—¿Y qué me dice de la familia de Matsuko? —preguntó él.
Evidentemente sorprendida, Brett preguntó:
—¿Su familia?
—¿Son ricos?
—
Ricca sfondata
—respondió. Riqueza sin límites—. ¿Por qué le interesa?
—Para saber si lo hizo por dinero —explicó.
—No me gusta esa manera suya de dar por descontado que ella estaba involucrada en esto —protestó Brett, pero débilmente.
—¿Ya se puede volver sin peligro? —gritó Flavia desde la cocina.
—Basta, Flavia —replicó Brett ásperamente.
Flavia volvió con un vaso de agua mineral en el que subían alegremente las burbujas. Lo puso delante de Brett, miró el reloj y dijo:
—Es hora de las píldoras. —Silencio—. ¿Quieres que te las traiga?
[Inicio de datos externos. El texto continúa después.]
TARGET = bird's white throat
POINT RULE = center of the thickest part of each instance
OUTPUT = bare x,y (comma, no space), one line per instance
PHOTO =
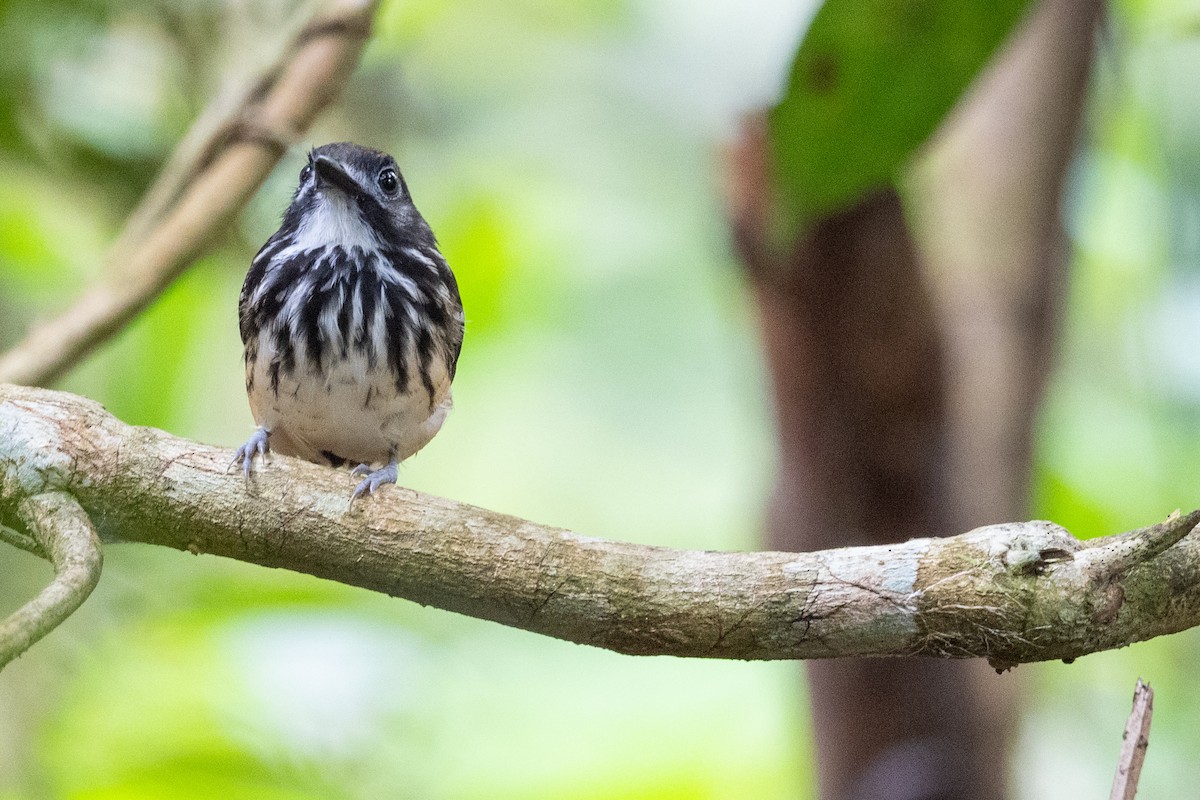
335,221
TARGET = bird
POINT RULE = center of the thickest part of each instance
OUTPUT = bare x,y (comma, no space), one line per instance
351,323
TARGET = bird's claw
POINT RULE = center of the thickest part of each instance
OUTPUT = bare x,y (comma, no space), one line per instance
373,480
245,455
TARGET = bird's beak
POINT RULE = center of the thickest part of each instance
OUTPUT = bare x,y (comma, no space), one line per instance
333,173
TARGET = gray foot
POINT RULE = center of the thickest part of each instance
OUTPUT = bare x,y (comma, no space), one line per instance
373,480
256,444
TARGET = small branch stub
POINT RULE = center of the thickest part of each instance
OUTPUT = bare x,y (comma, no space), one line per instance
1133,749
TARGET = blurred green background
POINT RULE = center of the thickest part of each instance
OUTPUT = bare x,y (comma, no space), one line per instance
568,155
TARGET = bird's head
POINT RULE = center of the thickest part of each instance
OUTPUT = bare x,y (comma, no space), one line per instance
354,197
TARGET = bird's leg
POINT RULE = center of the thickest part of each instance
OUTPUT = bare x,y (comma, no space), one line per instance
373,480
258,443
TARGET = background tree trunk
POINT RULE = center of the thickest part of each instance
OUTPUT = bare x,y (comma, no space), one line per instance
907,368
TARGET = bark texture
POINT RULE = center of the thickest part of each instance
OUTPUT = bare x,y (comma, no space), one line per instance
1009,593
907,368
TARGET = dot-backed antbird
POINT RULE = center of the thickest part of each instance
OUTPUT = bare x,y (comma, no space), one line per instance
351,320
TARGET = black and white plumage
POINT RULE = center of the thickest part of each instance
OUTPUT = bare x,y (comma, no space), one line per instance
351,320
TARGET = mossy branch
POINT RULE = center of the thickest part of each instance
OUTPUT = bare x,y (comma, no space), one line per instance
1011,593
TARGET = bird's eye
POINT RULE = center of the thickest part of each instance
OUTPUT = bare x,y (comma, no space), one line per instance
388,180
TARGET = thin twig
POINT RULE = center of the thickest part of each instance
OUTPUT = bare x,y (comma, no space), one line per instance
1135,740
64,531
223,176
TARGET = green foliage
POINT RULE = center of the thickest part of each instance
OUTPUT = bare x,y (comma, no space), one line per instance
870,83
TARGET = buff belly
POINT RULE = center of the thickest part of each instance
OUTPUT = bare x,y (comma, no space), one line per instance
347,413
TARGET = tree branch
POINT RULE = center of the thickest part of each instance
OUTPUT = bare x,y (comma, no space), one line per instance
1134,743
64,533
1012,593
198,196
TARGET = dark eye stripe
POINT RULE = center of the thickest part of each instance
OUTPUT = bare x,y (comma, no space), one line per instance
388,180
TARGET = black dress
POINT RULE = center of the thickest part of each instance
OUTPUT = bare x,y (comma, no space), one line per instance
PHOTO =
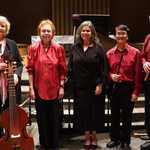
87,70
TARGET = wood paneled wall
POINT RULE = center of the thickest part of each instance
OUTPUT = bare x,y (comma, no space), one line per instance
25,15
62,11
Bruscamente, Brett golpeó con el puño la mesa de mármol, provocando un tintineo de la bandeja y una erupción de burbujas en todos los recipientes.
—Yo puedo ir a buscar las malditas píldoras. —Se levantó del sofá apoyándose en las manos y cruzó rápidamente la habitación. Segundos después, llegaba a la sala el ruido seco de otro portazo.
Flavia se recostó en el respaldo de su sillón, levantó la copa de champaña y tomó un sorbo.
—Caliente —murmuró. ¿El champaña? ¿El ambiente? ¿El genio de Brett? Echó el champaña de su copa en la de Brett y vació la botella en la suya. Tomó un sorbo de prueba y sonrió a Brunetti—. Así está mejor —dijo, dejando la copa en la mesa.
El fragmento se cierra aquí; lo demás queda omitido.